Huit ans après « Tarnation », auto-portrait passionnant réalisé à partir de vidéos filmées par Jonathan Caouette lui-même dès l’âge de 11 ans, « Walk away Renée » s’attache cette fois-ci à décrire le mal qui ronge sa mère, déjà largement esquissé dans le premier opus. Revenant brièvement sur l’histoire de sa famille, à travers des extraits de « Tarnation », puis plaçant son récit en 2010, lors d’un transfert d’un centre de soin à un autre que Renée doit affronter sans ses médicaments, Jonathan Caouette balaie 6 années de galère où l’état de sa mère, ainsi que celui de son grand-père, ne firent d’empirer. De Houston à New York, d’hôpitaux psychiatriques en centres spécialisés, Caouette n’a cessé de se préoccuper de leur état, d’organiser leurs nombreux déménagements, et même de les accueillir plusieurs fois sous son toit, impliquant de son fils et son compagnon.

Ne nous épargnant ni les crises terrifiantes de Renée, qui fait vivre un enfer à son fils, ni la déchéance physique et mentale d’Adolph, le grand-père grabataire, Jonathan Caouette livre un film inconfortable, éreintant même, qui laisse peu de place à l’espoir. Modernité et petit budget obligent, il utilise cette fois-ci une caméra numérique, qui lui permet de filmer davantage de moments et de conversation intimes, dans davantage d’endroits. Et grande nouveauté : il laisse d’autres filmer pour lui, ce qui lui permet d’apparaître dans le cadre et de devenir un véritable personnage. C’est là que réside principalement la rupture entre ses deux films : alors que le premier vibrait par son témoignage innocent et ses images non préméditées, le second prend davantage la forme d’une fiction, truffé de rebondissements (la perte des médicaments), d’instants tragiques (les coups de fil affolés de Cahouette aux médecins de sa mère), de scènes d’injustice (la mère et le grand-père tyrannisant Cahouette) et de scènes d’angoisse (les hurlements de Renée en pleine nuit).

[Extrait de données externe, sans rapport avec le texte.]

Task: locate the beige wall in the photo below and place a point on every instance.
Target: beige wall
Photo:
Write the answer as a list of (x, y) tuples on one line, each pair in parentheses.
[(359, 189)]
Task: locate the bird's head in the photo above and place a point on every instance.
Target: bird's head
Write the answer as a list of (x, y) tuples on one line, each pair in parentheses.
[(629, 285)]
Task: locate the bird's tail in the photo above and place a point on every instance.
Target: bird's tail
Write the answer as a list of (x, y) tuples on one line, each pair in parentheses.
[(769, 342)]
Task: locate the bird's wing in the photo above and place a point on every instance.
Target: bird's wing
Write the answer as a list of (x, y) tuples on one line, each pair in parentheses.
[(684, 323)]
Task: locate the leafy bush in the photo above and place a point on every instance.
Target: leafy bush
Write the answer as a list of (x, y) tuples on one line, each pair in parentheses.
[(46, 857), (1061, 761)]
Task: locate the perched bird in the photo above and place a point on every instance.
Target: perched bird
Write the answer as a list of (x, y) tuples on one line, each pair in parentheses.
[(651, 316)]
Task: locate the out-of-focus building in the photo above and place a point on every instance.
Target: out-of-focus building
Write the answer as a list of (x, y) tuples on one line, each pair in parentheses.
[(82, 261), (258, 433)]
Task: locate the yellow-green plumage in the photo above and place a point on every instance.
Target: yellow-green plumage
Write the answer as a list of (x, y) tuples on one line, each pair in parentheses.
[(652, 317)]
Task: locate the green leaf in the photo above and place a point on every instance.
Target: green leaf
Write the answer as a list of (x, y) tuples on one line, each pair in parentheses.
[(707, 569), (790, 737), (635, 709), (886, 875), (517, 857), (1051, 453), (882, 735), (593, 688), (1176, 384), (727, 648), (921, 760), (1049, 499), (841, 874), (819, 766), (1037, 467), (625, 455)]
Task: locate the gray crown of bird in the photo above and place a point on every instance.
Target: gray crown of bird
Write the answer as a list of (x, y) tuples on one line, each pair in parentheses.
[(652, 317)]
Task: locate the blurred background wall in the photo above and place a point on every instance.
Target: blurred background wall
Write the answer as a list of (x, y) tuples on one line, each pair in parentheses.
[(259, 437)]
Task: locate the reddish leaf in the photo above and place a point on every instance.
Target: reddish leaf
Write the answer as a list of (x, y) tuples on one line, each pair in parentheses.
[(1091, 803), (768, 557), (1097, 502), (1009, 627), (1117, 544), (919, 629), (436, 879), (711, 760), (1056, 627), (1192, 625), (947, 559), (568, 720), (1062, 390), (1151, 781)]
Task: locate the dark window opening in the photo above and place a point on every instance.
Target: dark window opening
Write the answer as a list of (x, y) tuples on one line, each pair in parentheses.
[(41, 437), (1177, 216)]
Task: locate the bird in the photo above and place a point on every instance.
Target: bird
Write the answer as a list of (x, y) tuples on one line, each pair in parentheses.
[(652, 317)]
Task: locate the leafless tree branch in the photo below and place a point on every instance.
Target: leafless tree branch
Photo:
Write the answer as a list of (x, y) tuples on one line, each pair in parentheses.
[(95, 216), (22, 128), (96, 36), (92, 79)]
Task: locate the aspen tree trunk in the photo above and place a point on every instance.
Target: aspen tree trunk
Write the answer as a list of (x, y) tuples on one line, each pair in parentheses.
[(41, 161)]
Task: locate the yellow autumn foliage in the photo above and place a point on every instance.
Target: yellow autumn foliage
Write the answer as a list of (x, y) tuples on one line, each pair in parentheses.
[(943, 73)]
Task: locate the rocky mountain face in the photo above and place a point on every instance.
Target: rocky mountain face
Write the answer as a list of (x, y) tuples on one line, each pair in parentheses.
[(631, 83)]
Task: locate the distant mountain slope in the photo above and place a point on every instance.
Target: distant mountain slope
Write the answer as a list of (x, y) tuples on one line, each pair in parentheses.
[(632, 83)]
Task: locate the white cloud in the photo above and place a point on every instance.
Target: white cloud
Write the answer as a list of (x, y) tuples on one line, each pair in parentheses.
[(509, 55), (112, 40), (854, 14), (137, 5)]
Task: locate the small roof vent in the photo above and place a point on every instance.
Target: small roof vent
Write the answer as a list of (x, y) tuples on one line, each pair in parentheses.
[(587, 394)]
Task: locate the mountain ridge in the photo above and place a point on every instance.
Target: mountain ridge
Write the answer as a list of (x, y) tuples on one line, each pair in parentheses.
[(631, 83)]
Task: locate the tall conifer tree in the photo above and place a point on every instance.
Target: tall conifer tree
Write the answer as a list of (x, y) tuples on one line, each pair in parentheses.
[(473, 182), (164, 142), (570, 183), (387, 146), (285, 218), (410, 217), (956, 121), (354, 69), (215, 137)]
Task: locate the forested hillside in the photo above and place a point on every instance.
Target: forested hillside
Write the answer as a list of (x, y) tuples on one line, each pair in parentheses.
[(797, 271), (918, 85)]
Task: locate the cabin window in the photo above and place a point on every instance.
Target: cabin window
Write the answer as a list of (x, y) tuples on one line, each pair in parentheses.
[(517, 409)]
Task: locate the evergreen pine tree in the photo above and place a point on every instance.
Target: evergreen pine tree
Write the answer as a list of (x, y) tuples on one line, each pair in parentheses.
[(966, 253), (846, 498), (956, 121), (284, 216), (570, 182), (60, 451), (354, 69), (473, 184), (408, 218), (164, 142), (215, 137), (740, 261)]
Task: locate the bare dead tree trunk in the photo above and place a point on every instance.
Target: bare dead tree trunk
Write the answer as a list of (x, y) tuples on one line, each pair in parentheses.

Or ce parti-pris de dramatisation du sujet (au sens théâtral) pose la question des intentions du cinéaste. Jonathan Cahouette choisit de filmer la maladie de sa mère avec un certain sens épique, optant par moment pour des mises en scène empruntées aux films de genre. Il réalise un film formellement sophistiqué, doté d’un réel sens de la narration et d’un montage efficace, ce qui dénote également d’une volonté de rendre le film accessible et attrayant. Or s’il est vrai que la schizophrénie est une maladie spectaculaire en soi, est-ce une raison valable pour en faire un spectacle ? Nous ne sommes pas là pour juger des intentions du cinéaste, néanmoins, il est difficile de ne pas être interloqué par les moyens qu’il déploie pour faire de cette triste histoire personnelle un film organisé de toutes pièces. Plus grave encore : en se mettant lui-même en scène prenant soin de sa mère et faisant sans cesse preuve de patience, d’abnégation et de sacrifice (qualités certainement bien réelles au demeurant), il se met en avant, impression que vient renforcer la narration à la troisième personne. Aucune immersion n’est donc possible, et aucun personnage ne suscite de réelle empathie. S’il brille par sa maîtrise formelle, «Walk away Renée » n’atteint à aucun moment la profondeur et l’émotion escomptées.